LLMs in the Classroom: Outcomes and Perceptions of Questions Written with the Aid of AI
Gavin Witsken, Igor Crk, Eren Gultepe
TL;DR
The study examines whether MCQs authored with the aid of an LLM and rigorously validated by an instructor perform similarly to human-authored items in an OS course and whether students can reliably detect authorship. In a controlled classroom setting, 32 questions (24 AI-assisted counterparts) were deployed to 25 students, with 714 data points collected; results show significantly lower scores on AI-authored items and no significant difference in students' ability to perceive authorship, while AI questions were more aligned with the course textbook.
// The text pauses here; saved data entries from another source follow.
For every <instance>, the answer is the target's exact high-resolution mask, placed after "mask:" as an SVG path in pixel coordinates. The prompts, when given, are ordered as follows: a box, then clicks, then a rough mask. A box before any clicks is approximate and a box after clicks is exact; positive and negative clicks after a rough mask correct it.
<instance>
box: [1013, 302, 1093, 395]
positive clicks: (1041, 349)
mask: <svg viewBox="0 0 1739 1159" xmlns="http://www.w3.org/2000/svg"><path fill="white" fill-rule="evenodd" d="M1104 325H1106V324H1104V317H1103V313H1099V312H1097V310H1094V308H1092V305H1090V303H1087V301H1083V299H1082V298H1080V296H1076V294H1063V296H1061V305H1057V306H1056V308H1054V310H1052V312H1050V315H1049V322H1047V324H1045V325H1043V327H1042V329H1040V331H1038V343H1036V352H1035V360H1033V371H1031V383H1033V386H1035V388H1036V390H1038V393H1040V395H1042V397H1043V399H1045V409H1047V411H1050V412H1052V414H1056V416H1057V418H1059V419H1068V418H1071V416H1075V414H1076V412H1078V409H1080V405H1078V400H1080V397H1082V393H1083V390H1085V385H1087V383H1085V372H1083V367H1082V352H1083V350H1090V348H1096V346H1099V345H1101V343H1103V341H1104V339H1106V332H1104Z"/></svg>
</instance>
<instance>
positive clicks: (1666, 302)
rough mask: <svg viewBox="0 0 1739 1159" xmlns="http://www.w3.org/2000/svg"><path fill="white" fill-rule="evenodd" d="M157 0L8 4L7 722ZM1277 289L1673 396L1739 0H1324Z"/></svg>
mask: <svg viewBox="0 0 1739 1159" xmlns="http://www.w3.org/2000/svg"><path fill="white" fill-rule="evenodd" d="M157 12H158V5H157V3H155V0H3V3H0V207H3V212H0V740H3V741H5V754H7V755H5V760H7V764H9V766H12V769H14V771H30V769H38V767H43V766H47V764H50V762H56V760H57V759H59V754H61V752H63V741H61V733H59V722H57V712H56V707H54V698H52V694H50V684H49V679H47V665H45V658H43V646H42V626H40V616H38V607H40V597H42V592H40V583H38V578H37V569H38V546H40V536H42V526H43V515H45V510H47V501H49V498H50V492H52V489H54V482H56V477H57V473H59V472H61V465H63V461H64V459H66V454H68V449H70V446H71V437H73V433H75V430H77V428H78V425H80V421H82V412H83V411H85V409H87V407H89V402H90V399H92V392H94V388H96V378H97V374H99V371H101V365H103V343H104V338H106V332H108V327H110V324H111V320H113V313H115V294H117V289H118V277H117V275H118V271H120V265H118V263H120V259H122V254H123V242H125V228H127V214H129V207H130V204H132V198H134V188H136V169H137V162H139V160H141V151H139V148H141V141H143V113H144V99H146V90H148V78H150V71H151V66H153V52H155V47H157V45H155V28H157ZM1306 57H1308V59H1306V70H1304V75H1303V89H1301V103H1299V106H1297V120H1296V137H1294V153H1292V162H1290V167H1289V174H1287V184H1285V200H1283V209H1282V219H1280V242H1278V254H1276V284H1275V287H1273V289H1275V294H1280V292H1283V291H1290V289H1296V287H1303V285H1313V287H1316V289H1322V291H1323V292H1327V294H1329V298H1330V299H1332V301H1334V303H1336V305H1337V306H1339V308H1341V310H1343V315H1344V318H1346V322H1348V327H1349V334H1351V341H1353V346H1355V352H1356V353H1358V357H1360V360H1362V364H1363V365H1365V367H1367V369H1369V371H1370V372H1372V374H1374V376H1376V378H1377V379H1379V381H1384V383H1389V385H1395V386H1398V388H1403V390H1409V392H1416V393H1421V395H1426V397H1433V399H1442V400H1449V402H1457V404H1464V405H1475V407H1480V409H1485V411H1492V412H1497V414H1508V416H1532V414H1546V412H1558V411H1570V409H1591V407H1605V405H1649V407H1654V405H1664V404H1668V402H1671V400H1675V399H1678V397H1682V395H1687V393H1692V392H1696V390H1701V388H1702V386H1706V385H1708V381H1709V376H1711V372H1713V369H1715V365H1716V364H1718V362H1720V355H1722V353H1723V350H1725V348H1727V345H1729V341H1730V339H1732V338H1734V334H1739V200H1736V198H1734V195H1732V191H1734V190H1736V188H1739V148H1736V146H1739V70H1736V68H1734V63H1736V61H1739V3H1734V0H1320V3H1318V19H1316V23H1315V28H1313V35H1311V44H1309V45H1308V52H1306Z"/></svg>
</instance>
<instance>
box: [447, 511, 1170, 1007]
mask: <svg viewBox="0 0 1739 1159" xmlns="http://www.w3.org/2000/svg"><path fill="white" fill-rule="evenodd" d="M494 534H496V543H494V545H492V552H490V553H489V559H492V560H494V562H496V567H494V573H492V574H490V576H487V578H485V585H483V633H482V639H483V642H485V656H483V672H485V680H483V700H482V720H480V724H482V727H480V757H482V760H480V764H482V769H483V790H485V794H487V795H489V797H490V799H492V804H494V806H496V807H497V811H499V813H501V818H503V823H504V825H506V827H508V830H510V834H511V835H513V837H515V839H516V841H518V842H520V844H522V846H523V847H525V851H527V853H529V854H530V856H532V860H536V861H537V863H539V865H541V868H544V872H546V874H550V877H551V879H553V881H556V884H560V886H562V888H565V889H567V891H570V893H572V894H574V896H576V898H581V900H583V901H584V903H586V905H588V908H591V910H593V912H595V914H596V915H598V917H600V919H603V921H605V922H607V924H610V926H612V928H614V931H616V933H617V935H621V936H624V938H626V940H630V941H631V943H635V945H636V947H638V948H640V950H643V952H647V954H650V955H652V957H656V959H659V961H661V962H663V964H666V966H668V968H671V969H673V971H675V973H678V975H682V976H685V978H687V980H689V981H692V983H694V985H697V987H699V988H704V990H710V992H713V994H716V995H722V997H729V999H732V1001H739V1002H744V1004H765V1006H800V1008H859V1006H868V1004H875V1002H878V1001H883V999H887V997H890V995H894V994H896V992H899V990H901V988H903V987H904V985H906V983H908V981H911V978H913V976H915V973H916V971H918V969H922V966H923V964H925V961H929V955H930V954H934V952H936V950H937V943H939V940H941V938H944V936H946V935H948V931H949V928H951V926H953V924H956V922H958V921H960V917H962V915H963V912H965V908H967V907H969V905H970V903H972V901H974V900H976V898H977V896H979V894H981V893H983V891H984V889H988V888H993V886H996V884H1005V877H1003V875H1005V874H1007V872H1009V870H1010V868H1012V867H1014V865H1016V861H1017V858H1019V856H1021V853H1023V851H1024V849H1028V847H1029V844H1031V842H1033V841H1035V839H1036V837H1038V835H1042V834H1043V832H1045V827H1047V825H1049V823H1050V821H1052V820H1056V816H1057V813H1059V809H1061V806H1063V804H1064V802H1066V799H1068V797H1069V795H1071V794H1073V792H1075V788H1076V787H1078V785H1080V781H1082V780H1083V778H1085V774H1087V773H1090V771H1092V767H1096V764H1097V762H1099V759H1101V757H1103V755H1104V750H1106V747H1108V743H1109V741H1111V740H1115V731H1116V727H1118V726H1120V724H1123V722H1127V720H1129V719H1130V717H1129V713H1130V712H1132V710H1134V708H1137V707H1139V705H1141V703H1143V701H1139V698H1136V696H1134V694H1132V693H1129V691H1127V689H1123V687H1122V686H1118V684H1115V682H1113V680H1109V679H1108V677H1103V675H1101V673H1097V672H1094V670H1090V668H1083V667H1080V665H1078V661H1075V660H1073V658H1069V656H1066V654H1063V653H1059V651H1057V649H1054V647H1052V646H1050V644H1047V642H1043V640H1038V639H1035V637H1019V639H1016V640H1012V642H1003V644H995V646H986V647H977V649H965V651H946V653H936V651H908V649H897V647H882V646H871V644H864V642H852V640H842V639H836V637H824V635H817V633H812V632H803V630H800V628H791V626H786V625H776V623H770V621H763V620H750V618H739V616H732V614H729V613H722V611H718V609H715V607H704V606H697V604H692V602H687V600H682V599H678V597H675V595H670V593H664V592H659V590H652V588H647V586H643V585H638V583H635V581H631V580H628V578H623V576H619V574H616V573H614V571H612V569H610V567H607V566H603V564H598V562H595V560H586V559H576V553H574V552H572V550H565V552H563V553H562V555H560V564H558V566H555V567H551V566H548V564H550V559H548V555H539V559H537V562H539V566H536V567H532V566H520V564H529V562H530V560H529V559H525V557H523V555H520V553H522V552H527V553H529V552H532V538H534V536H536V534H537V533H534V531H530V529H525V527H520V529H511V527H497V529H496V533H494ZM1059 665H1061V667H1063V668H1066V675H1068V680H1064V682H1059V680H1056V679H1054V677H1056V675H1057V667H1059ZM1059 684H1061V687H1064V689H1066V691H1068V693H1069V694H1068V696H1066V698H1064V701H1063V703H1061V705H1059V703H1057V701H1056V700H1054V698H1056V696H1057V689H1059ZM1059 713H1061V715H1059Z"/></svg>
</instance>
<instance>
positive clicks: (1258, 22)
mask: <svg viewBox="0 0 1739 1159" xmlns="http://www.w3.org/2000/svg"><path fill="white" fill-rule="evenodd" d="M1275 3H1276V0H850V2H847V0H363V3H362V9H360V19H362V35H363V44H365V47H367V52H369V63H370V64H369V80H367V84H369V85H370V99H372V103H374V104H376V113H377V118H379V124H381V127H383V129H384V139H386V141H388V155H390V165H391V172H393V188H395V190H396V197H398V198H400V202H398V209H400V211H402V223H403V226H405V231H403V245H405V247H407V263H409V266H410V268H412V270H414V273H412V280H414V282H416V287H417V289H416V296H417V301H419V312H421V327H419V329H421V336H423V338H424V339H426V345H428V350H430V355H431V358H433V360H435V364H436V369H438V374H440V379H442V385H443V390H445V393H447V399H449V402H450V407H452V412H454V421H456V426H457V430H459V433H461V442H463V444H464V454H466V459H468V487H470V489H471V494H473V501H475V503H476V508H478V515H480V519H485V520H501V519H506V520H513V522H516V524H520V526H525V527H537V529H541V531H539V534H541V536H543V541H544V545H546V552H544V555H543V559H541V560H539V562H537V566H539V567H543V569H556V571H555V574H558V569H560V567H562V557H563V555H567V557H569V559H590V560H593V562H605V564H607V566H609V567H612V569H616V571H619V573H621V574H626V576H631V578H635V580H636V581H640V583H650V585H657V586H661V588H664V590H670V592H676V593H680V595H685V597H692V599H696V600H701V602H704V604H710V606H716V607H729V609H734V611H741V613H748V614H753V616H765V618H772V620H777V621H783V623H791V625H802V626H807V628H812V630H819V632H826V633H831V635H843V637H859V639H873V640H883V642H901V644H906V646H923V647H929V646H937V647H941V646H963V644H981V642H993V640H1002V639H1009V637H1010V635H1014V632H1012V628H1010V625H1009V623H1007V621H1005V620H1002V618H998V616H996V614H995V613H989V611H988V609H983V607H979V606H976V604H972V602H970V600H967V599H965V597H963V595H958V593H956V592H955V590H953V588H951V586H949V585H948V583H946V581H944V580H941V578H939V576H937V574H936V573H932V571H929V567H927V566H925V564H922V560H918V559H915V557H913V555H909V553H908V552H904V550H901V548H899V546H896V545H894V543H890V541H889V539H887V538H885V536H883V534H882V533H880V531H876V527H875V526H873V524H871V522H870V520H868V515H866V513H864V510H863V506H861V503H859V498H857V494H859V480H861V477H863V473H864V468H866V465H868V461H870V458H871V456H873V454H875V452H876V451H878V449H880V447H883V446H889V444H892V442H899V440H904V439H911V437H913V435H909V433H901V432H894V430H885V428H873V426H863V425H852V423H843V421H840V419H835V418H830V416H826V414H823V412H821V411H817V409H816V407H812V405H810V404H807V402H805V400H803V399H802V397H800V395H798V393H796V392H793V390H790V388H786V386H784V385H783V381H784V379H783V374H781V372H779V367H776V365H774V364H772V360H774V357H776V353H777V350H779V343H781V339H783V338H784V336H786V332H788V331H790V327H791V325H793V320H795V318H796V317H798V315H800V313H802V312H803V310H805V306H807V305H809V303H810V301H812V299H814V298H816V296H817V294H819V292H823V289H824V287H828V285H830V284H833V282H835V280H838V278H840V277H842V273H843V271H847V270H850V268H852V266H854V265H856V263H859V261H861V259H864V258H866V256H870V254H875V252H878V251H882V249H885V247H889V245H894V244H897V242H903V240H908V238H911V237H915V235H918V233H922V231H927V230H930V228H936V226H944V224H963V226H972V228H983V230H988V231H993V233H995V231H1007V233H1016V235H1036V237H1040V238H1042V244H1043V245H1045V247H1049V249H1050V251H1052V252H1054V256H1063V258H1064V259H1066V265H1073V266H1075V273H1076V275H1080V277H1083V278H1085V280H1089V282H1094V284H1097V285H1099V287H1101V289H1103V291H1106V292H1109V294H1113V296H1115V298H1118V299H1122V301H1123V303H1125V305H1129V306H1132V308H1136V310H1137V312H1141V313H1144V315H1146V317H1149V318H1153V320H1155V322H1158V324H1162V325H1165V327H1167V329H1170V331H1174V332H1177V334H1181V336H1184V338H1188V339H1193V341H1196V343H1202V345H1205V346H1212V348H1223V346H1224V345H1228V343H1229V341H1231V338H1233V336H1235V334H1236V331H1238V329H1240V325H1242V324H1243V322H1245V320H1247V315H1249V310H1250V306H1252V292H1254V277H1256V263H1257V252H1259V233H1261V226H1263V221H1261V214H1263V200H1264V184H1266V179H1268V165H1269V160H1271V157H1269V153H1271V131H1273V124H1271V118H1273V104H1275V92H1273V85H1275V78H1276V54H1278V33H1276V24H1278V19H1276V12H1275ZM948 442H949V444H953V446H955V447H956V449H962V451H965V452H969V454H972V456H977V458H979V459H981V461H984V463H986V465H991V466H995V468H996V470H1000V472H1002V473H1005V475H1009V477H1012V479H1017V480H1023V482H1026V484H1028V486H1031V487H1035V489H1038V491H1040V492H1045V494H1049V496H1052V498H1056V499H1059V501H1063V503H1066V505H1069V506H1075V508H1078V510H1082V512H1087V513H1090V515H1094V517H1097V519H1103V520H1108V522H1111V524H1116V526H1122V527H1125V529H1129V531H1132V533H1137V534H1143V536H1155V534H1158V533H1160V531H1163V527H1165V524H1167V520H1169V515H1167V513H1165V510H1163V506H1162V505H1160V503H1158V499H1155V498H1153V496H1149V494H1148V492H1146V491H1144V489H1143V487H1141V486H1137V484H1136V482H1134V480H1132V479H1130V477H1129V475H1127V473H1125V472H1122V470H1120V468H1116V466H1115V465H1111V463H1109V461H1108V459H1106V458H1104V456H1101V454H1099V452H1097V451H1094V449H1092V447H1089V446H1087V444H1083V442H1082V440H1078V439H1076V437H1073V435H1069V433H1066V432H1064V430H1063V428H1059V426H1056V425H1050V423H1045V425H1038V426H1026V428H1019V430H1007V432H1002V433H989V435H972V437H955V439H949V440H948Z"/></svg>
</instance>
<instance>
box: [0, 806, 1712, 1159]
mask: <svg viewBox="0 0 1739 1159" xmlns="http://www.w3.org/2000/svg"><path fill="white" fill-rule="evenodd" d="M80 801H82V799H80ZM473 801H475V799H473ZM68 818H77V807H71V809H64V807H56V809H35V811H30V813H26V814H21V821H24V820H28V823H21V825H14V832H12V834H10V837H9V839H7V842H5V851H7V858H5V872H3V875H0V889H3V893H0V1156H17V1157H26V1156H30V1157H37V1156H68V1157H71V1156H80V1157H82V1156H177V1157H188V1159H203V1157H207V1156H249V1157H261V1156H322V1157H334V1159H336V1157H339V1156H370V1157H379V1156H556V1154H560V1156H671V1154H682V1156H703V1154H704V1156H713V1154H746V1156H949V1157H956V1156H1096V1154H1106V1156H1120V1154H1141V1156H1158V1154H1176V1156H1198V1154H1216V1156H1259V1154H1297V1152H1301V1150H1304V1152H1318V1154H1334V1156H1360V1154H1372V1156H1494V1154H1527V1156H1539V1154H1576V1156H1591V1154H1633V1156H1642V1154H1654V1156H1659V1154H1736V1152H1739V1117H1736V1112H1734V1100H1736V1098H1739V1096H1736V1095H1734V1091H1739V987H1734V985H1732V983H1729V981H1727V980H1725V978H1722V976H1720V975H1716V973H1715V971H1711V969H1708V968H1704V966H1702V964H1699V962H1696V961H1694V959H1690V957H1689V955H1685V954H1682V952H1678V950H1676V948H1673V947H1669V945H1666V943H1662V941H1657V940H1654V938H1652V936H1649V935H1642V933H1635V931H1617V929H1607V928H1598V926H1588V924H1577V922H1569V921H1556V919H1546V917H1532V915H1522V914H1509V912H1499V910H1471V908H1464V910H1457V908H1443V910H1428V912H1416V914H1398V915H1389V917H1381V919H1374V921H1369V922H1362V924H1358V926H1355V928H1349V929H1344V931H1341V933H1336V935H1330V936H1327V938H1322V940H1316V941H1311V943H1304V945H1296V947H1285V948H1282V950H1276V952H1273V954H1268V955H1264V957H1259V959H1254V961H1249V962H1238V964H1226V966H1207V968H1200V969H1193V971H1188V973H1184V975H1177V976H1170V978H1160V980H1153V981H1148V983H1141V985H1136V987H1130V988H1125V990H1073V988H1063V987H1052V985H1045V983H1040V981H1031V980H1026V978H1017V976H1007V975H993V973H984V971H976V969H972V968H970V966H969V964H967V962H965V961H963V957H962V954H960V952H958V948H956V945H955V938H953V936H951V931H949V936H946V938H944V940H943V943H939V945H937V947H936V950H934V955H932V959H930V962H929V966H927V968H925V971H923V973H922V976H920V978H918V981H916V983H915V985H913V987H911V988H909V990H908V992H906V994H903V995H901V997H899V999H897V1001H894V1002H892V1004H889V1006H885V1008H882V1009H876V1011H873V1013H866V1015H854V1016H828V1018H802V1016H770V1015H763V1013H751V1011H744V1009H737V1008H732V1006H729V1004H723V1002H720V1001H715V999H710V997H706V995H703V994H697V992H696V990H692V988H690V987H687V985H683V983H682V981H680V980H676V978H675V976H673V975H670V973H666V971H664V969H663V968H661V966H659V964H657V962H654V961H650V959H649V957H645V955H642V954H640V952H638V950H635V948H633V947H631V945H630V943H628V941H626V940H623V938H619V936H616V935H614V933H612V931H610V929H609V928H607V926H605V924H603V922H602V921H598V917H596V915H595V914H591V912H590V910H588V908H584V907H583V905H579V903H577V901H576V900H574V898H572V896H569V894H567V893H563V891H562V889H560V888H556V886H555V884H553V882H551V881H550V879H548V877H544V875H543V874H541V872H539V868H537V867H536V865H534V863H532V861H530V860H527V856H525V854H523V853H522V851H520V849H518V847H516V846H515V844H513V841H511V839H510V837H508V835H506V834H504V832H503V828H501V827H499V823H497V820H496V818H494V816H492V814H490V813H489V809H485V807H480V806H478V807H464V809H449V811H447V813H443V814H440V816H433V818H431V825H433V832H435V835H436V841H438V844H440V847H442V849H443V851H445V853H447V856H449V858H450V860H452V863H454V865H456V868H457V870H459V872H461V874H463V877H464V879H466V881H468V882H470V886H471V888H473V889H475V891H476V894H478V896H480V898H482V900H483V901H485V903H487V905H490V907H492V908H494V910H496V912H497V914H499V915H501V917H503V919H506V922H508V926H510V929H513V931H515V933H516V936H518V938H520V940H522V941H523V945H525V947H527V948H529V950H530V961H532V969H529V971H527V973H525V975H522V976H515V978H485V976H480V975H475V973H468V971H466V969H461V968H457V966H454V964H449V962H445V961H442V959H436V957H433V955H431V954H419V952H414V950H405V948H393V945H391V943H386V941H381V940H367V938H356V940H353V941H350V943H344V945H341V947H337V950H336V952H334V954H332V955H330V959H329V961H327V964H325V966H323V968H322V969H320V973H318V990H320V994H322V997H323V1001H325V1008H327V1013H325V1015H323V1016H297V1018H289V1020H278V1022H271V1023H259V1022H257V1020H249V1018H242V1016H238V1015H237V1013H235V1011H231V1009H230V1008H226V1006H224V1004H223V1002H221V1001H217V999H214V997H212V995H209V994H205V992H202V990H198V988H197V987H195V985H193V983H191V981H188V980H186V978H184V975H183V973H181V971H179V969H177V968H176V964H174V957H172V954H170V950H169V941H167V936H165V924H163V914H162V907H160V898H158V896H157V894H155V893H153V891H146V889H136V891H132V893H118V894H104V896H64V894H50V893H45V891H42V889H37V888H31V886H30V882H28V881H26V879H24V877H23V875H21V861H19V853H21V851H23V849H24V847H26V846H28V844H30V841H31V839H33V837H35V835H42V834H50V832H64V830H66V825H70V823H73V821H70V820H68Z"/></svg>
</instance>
The authors implement a two-pass validation workflow, SBERT-based similarity measures, and multiple statistical analyses (Mann-Whitney U, LR, CIT, cross-validation, clustering) to triangulate effects on performance and perception. Findings suggest AI-assisted item construction is feasible but requires careful validation and awareness of potential impact on fairness and learning outcomes, underscoring the need for replication and discipline-wide examination of AI-enabled assessment design.
Abstract
We randomly deploy questions constructed with and without use of the LLM tool and gauge the ability of the students to correctly answer, as well as their ability to correctly perceive the difference between human-authored and LLM-authored questions. In determining whether the questions written with the aid of ChatGPT were consistent with the instructor's questions and source text, we computed representative vectors of both the human and ChatGPT questions using SBERT and compared cosine similarity to the course textbook. A non-significant Mann-Whitney U test (z = 1.018, p = .309) suggests that students were unable to perceive whether questions were written with or without the aid of ChatGPT. However, student scores on LLM-authored questions were almost 9% lower (z = 2.702, p < .01). This result may indicate that either the AI questions were more difficult or that the students were more familiar with the instructor's style of questions. Overall, the study suggests that while there is potential for using LLM tools to aid in the construction of assessments, care must be taken to ensure that the questions are fair, well-composed, and relevant to the course material.